The free market think-tank last week published a paper suggesting that the UK should accelerate the introduction of a later retirement age, increasing it by two months every quarter from November 2018. This would mean that the state pension age would reach 68 by as early as 2023.
But Buck Consultants challenged this recommendation, arguing that all individuals caught by this proposal would have less than 10 years to reach what they believed was the age at which they would collect their state pension.
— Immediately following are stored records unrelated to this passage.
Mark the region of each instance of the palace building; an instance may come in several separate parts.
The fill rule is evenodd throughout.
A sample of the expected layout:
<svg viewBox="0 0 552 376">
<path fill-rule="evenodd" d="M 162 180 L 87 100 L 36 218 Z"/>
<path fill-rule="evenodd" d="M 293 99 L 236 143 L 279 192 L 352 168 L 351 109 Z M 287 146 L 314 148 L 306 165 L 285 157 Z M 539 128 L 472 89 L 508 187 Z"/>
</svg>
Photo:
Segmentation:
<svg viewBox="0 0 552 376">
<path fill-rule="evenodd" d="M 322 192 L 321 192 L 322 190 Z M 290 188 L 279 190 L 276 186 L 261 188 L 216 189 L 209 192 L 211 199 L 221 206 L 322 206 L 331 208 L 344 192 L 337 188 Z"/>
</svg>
Fraser Smart, Buck's managing director, said: 'Whilst a long-term increase in the age at which state pension becomes payable is seen as politically acceptable these days, and proposed rises have not proved a vote loser so far, any increases must be balanced by the need to protect those who are close to retirement and don't have the time (even if they have the money) to readjust their retirement plans to allow for losing the state pension for a considerable extra period of time.'
According to the IEA's proposal, affected individuals would have to work for an extra three months to get one month closer to their state old age pension. The think-tank called for opportunities and incentives to be developed to allow people to continue some form of paid work into old age.
But Smart noted that the UK is one of the least generous state pension systems in western Europe. He said for many people the arrival of their state pension was not an incentive to leave work.
'It's that they cannot afford to retire until they get the state pension,' he said.
He added that postponing the already 'ungenerous' state pension for a number of extra years would force those close to retirement age to remain in employment longer against their will.
'This is just not on for those too close to retirement to make significant changes to their pension savings now'.